The Minister for Co-operative Societies, later Minister for Cooperatives was a ministry in the government of New South Wales, with responsibility for regulating and registering co-operative societies, including housing societies, friendly societies, Starr-Bowkett Societies, credit unions and building societies. It has had three iterations, from September 1949 until February 1983, from February 1986 until March 1988 and from June 1991 until April 1995.

Role and responsibilities
The Registrar of Co-Operative Societies was established under the Building and Co-operative Societies Act 1901. The Registrar of Co-operative Societies could inquire into the working and financial condition of a society or authorise any public servant, accountant, or actuary to inspect any minutes or books or to examine into, and report upon, the affairs of a society. In 1923 and advisory council was established by the Co-operation, Community Settlement and Credit Act 1923, to make recommendations to the Treasurer. The Council submitted recommendations about the rules and regulations relating to societies and any action to be taken by the Treasurer, including the appointment of committees. The Registrar of Co-operative Societies was an ex officio member of the Council and the Treasurer could attend any meeting, and would preside over such meetings. The ministerial position was created in a ministerial reshuffle in the second McGirr ministry October 1949 with responsibilities transferring from the Treasurer to the Minister for Co-operative Societies. The inaugural minister Clarrie Martin held the portfolio in addition to his portfolio of Attorney–General.

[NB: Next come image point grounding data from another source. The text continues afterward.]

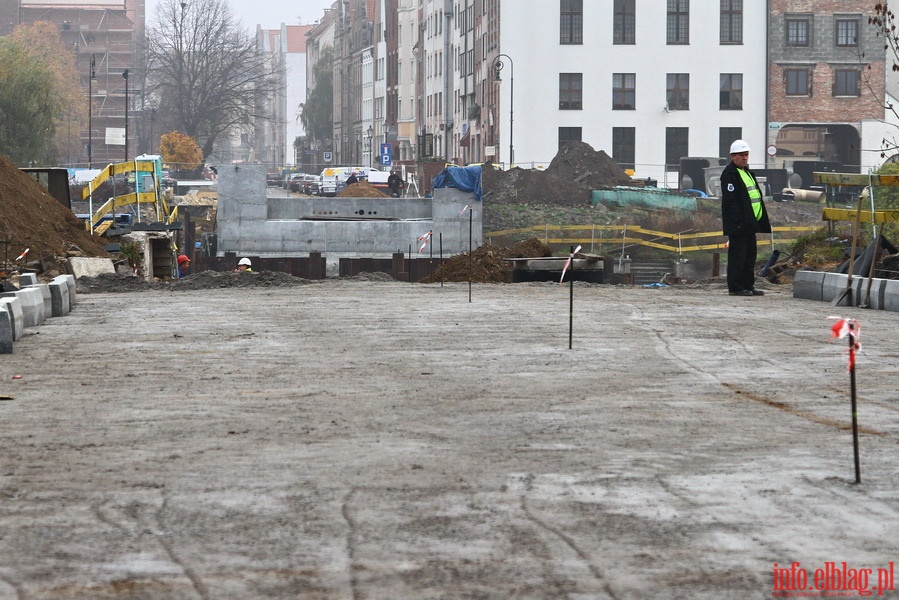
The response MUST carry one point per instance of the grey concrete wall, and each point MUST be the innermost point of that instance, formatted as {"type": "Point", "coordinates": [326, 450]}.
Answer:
{"type": "Point", "coordinates": [251, 224]}
{"type": "Point", "coordinates": [817, 285]}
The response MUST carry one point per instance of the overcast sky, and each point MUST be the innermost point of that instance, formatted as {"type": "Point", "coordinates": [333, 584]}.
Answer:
{"type": "Point", "coordinates": [269, 13]}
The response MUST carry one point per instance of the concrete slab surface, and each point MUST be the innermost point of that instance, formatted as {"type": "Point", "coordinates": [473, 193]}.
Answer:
{"type": "Point", "coordinates": [381, 440]}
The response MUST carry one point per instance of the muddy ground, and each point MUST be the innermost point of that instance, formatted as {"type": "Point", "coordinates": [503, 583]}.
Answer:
{"type": "Point", "coordinates": [354, 439]}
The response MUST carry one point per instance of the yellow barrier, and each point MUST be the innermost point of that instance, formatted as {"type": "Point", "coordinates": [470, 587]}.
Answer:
{"type": "Point", "coordinates": [630, 235]}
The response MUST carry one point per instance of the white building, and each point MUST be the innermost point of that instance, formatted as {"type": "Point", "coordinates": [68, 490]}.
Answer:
{"type": "Point", "coordinates": [647, 85]}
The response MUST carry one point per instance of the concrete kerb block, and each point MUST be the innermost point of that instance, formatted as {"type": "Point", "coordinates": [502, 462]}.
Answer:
{"type": "Point", "coordinates": [70, 283]}
{"type": "Point", "coordinates": [32, 302]}
{"type": "Point", "coordinates": [833, 286]}
{"type": "Point", "coordinates": [26, 279]}
{"type": "Point", "coordinates": [11, 304]}
{"type": "Point", "coordinates": [59, 298]}
{"type": "Point", "coordinates": [876, 296]}
{"type": "Point", "coordinates": [6, 333]}
{"type": "Point", "coordinates": [808, 285]}
{"type": "Point", "coordinates": [47, 298]}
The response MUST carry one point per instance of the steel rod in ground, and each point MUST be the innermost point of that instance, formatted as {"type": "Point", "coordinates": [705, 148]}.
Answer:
{"type": "Point", "coordinates": [470, 257]}
{"type": "Point", "coordinates": [570, 310]}
{"type": "Point", "coordinates": [858, 473]}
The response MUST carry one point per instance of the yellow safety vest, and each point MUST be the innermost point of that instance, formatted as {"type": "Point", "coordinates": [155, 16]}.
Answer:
{"type": "Point", "coordinates": [755, 196]}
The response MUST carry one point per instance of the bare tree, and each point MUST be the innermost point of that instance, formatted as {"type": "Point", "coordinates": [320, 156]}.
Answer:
{"type": "Point", "coordinates": [205, 73]}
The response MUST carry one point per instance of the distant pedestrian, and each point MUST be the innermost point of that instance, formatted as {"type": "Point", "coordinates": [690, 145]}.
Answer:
{"type": "Point", "coordinates": [183, 266]}
{"type": "Point", "coordinates": [395, 184]}
{"type": "Point", "coordinates": [743, 215]}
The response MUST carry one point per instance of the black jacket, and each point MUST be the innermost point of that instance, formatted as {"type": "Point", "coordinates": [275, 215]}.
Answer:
{"type": "Point", "coordinates": [736, 208]}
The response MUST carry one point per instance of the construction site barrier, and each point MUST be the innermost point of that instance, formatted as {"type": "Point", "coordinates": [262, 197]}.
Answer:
{"type": "Point", "coordinates": [610, 237]}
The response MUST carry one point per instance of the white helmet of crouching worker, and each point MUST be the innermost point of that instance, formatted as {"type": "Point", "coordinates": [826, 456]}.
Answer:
{"type": "Point", "coordinates": [739, 146]}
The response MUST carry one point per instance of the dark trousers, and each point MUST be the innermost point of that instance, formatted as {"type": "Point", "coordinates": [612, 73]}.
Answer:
{"type": "Point", "coordinates": [741, 256]}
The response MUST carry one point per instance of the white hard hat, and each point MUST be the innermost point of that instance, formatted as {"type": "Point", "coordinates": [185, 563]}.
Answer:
{"type": "Point", "coordinates": [739, 146]}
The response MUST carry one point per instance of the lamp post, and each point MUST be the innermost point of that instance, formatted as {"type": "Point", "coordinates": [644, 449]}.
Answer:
{"type": "Point", "coordinates": [125, 77]}
{"type": "Point", "coordinates": [90, 109]}
{"type": "Point", "coordinates": [498, 66]}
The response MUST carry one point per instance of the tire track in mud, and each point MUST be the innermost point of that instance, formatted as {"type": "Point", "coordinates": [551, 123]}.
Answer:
{"type": "Point", "coordinates": [351, 543]}
{"type": "Point", "coordinates": [755, 357]}
{"type": "Point", "coordinates": [195, 580]}
{"type": "Point", "coordinates": [129, 525]}
{"type": "Point", "coordinates": [568, 541]}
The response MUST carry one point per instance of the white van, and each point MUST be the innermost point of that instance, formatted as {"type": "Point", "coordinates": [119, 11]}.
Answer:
{"type": "Point", "coordinates": [334, 178]}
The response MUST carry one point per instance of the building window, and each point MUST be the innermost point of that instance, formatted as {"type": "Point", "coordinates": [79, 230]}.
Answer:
{"type": "Point", "coordinates": [731, 92]}
{"type": "Point", "coordinates": [797, 82]}
{"type": "Point", "coordinates": [845, 82]}
{"type": "Point", "coordinates": [676, 146]}
{"type": "Point", "coordinates": [624, 91]}
{"type": "Point", "coordinates": [623, 148]}
{"type": "Point", "coordinates": [847, 32]}
{"type": "Point", "coordinates": [678, 97]}
{"type": "Point", "coordinates": [572, 22]}
{"type": "Point", "coordinates": [726, 137]}
{"type": "Point", "coordinates": [624, 26]}
{"type": "Point", "coordinates": [678, 22]}
{"type": "Point", "coordinates": [731, 22]}
{"type": "Point", "coordinates": [571, 91]}
{"type": "Point", "coordinates": [798, 31]}
{"type": "Point", "coordinates": [568, 135]}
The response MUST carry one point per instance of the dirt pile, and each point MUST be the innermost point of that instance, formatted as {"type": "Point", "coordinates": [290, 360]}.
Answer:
{"type": "Point", "coordinates": [361, 189]}
{"type": "Point", "coordinates": [574, 172]}
{"type": "Point", "coordinates": [31, 218]}
{"type": "Point", "coordinates": [488, 263]}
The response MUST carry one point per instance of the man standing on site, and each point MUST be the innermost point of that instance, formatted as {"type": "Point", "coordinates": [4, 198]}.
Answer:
{"type": "Point", "coordinates": [743, 215]}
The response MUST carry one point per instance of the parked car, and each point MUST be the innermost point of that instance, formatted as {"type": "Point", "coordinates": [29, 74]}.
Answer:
{"type": "Point", "coordinates": [296, 182]}
{"type": "Point", "coordinates": [310, 185]}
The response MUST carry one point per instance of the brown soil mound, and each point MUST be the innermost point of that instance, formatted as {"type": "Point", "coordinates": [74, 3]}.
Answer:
{"type": "Point", "coordinates": [574, 172]}
{"type": "Point", "coordinates": [361, 189]}
{"type": "Point", "coordinates": [31, 218]}
{"type": "Point", "coordinates": [487, 263]}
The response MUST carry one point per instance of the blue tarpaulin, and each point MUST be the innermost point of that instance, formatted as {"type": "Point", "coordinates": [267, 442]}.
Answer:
{"type": "Point", "coordinates": [467, 179]}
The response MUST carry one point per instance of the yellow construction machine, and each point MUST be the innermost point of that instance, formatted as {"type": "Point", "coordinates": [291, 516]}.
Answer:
{"type": "Point", "coordinates": [147, 176]}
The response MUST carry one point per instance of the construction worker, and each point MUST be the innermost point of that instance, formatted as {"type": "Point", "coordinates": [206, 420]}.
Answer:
{"type": "Point", "coordinates": [244, 265]}
{"type": "Point", "coordinates": [743, 215]}
{"type": "Point", "coordinates": [183, 265]}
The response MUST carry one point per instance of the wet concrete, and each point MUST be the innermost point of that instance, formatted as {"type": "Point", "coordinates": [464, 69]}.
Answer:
{"type": "Point", "coordinates": [379, 440]}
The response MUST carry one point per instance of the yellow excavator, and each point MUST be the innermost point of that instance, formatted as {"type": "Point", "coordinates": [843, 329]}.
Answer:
{"type": "Point", "coordinates": [147, 170]}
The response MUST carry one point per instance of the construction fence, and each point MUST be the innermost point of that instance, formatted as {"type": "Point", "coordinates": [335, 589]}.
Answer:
{"type": "Point", "coordinates": [602, 239]}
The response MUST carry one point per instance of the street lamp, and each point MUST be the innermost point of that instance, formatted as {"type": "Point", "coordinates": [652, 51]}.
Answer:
{"type": "Point", "coordinates": [125, 77]}
{"type": "Point", "coordinates": [90, 108]}
{"type": "Point", "coordinates": [498, 66]}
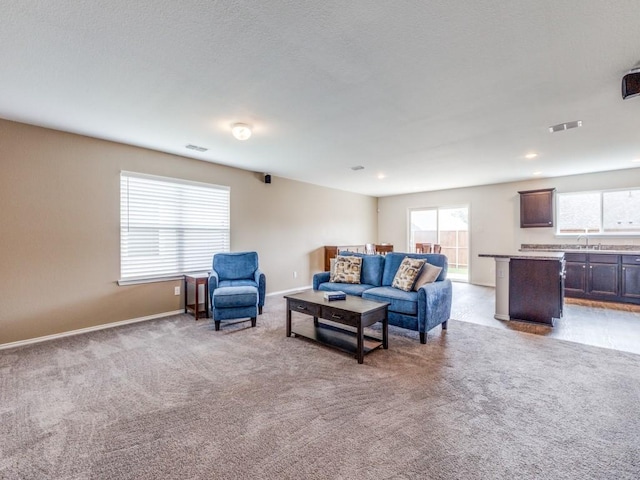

From February 1983 the ministerial responsibilities were transferred to the Minister for Housing. The responsibilities were transferred to the Attorney General in January 1986, with the portfolio being formally re-created in February 1986 and filled by Terry Sheahan, who was also the Attorney General. The portfolio was abolished in the first Greiner ministry in March 1988 with the responsibilities allocated to the Minister for Business and Consumer Affairs. It was re-created in the second Greiner ministry. It was abolished in April 1995 and the responsibilities transferred to the Minister for Business and Consumer Affairs.